Mom

Twenty-four years ago today my mother died. Twenty-four years ago. Sometimes it feels like I never had a mother, that somehow I just came to be. I remember her as if she was a woman in a movie that I liked. I can hardly hear her voice. What did she sound like? How did she use her words? I do remember how she walked - like a lady, which meant slow, measured and elegant. She tried to teach me that, and I guess she succeeded because I'm always lagging behind everyone. I walk slow and measured like a lady. She also pointed out that ladies don't plop on sofas and they don't sit on the ground. I never mastered either skill.

I learned to be sad from my mother (and my father). They were not happy people. But my mom also knew how to laugh, to be light-hearted. She was easy to coerce too. She'd say: "I'm going on a diet." I would say: "Let's go get some ice cream." She'd say: "Okay," Just like that. I thought that was pretty funny when I was young. My mom stayed slender until menopause. Then she ballooned up a bit. That didn't last long. A lady always must look her best. And that included always wearing makeup. I think mom was disappointed in that I was the only daughter who liked and wore makeup (later on my sister Chris took up the charge).

I remember when I was quite young, mom would tell me to watch over the young'uns while she locked herself in her bedroom for an hour to put on her makeup while she geared up for the day with five (at the time) children waiting to be taken care of. She told me that under no circumstances (except for mortal injury) was I, or anyone else, to bother her for that hour. I didn't mind. Even at such a young age I understood that mom needed that time for herself.

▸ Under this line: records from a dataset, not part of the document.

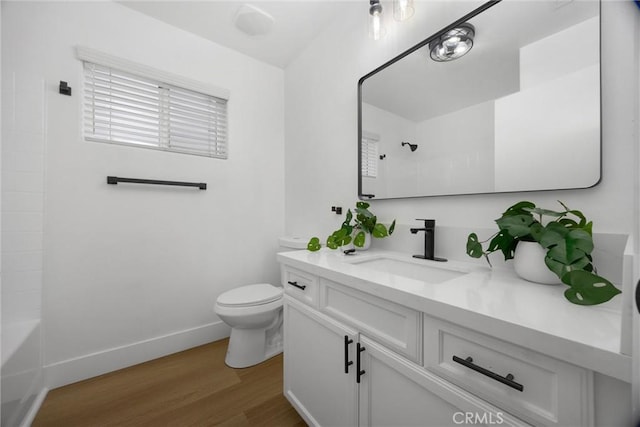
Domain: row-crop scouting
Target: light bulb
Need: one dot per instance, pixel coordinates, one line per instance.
(376, 28)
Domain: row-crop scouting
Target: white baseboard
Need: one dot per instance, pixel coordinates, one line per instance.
(35, 407)
(94, 364)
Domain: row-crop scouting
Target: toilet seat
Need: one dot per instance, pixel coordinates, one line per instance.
(250, 295)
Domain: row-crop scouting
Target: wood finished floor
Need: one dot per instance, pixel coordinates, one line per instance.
(190, 388)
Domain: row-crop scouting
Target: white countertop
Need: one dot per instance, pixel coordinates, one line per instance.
(494, 302)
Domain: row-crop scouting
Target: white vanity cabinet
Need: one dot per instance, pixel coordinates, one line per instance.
(315, 381)
(354, 359)
(374, 348)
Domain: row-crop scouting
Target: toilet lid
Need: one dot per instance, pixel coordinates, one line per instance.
(261, 293)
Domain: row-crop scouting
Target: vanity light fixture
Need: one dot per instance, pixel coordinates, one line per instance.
(402, 9)
(453, 44)
(376, 28)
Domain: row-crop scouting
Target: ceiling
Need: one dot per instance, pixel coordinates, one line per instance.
(296, 23)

There was a short phase when mom ordered jelly donuts with the milk delivery on Saturday mornings. (Yes, I lived in an age when milk was still delivered in glass bottles to your doorstep.) We'd watch cartoons after choosing one jelly donut. This was also the period when mom decided that we needed to learn yoga. So, on Saturday mornings, after donuts, milk and cartoons, we practiced basic yoga with our mother. The donut spell ended when my mom realized that she was gaining weight. Oh well. It was fun while it lasted.

My mom died when she was 61 from metastasized breast cancer. After the original diagnosis, she refused to do chemotherapy and would only consider a lumpectomy, even though there were something like 21 cancerous lymph nodes. I never even considered the notion that my mother would die some day. Who thinks about things like that when you're young? Although I guess I wasn't that young since I was in my mid-30s when she died. If she had lived, I wonder what she would be like now. She would be 85 years old. (My dad, had he not died at 67, would be 88 years old this year.) Would she be mellow, feisty, healthy, sickly, happy at last? Would she and my dad be ex-pats, living on the western coast of Mexico -- her plan for their retirement? Would they be traveling around the world on escorted trips like so many other senior citizens? Would they be content, sipping margaritas on the beach, listening to the Pacific Ocean waves, living in a Spanish villa, reading, daydreaming, painting, sculpting -- doing all the things they couldn't, or didn't, do while raising seven children and managing their own businesses? I'll never know. My mom died 24 years ago today, berefting me of my eternal best friend as well.